As it is, I have two people who want to punch me in the throat and kick my ass. With good cause.

We are working on a blog tour to promote my next book, “At Last,” the sequel to “These Foolish Things.” I use “we” in the loosest sense because I’m just hanging back throwing monkey wrenches into the works. Not intentionally, but still…

experience mistakes Oscar Wilde

Yup.

1) When you ask someone how to do something or what she thinks you should do TAKE NOTES. Take lots of notes, take too many notes, take detailed notes. That way, you can remember what the experienced person told you  to do when you go to do the task. This is the Information Age. Ignorance should be punishable.

In my case, it’s setting the optimal date range for this blog tour. It’s for MY benefit, okay? People are rounding up bloggers and Facebook folk to help ME. For 10 days, blogs that sign up are going to be posting information about MY book in order to interest THEIR followers into buying MY book. Therefore, it would be prudent to schedule things so that participating bloggers have time to read the book and possibly concoct a review. This requires some patience.

Have you met me? Patience is someone else’s virtue.

So now, the author who is helping me is aggravated because I didn’t take enough notes and chose 10 days too early in the process.

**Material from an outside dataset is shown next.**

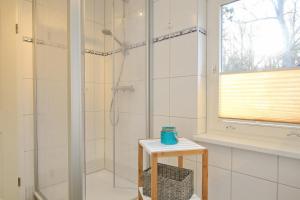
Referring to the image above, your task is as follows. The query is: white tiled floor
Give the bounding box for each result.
[86,170,137,200]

The blog tour operator (who had started a sign-up with the dates I chose) now has to go back and redo the scheduling, possibly irritating the bloggers.

My dad had a houseboat. He loved it. He loved working on it. I forget the circumstances, but one day, he accidentally managed to sever the power line running along the dock and there was no electricity to the docked boats for a while. The other boaters took a vote and decided he was not allowed to use anything more dangerous that a hammer after that.

I am my father’s daughter. (I cut the phone line into the house with a hedge trimmer one day while my mother was on the phone with my sister’s soon-to-be mother-in-law. Had I not taken the hedge trimmer away from him because of the boat dock incident, Dad would have done the cutting 5 minutes later. That’s my story and I’m sticking to it).

lessons experience

2) When you proudly tell someone of an “accomplishment” and his/her first reaction is “You did WHAT?”,  odds are pretty good that you are about to have to undo that “accomplishment”.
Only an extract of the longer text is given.